SOX is not a data-privacy statute. Its concern is the accuracy and integrity of financial reporting and the internal controls over it (Sections 302 and 404). The redaction need it creates is practical: financial records, audit evidence, and control documentation routinely contain employee PII and sensitive account identifiers that don’t need to circulate when those documents are shared with external auditors, stored in evidence repositories, or used in control testing.
This policy targets the identifiers:
- Individual names (preparers, approvers, employees, vendors) — redacted to
[INDIVIDUAL](confidence-gated) - SSNs — fully redacted
- Email and phone — redacted
- Credit card and IBAN numbers — masked to last 4 visible
- Bank routing numbers — redacted
- Bank / vendor account numbers — masked to last 4 visible
- General-ledger (GL) account references — redacted
- Employer Identification Numbers (EIN/TIN) — redacted
- Invoice numbers — redacted
- Birthdates — truncated to year only when context indicates a birth date
It intentionally does not redact currency amounts or transaction dates — removing those would defeat the purpose of a financial record and break audit traceability.
When to use this
- Sharing audit workpapers or evidence with external auditors or PCAOB inspectors where employee PII isn’t relevant to the control being tested
- Control testing and SOX walkthroughs performed by teams who shouldn’t see full personal identifiers
- Populating an audit-evidence repository retained for the SOX audit cycle
- Producing sample journal entries or reconciliations for review, training, or process documentation
- Vendor / accounts-payable record sharing where account and tax identifiers should be masked
When to customize
- Preserve amounts (default) vs redact them. This policy keeps currency figures because they are the audit subject. If you are sharing records where linkability of a person to an amount is the concern, add a
currencyrule — but understand that removes the financial substance. - Name handling. Default redacts individual names. For control documentation where the approver of record must remain visible (segregation-of-duties evidence), build an “internal” variant that preserves names, or raise the confidence threshold.
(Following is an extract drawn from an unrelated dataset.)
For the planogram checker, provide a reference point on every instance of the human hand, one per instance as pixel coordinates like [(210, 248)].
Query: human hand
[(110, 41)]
- GL / account / invoice formats. The default patterns are generic and keyword-anchored. Replace them with your ERP’s actual conventions (SAP, Oracle, NetSuite, etc.) — GL account structures in particular vary widely by chart of accounts.
- Retention conflicts. SOX requires retention of audit records (see below). Do not apply destructive redaction to your records of original entry — redact copies prepared for sharing or analysis, and keep the unredacted originals under your retention controls.
- Overlap with GLBA/PCI. If the same documents contain customer NPPI or cardholder data, stack the GLBA or PCI DSS policies on top.
Compliance notes
- 15 USC Chapter 98 — the Sarbanes-Oxley Act of 2002
- Section 302 — corporate responsibility for financial reports (CEO/CFO certification)
- Section 404 — management assessment of internal controls over financial reporting (ICFR)
- Section 802 / 17 CFR 210.2-06 — retention of audit and review workpapers for seven years. This is the most important caveat for redaction: SOX mandates retention of audit records. Redact copies for distribution; never destroy or over-redact the records you are required to keep.
- PCAOB Auditing Standards govern what audit evidence must be retained and how.
- This policy supports controls around financial data; it is not a financial-reporting control itself and is not legal or audit advice. Coordinate any redaction of audit records with your SOX program office and external auditors.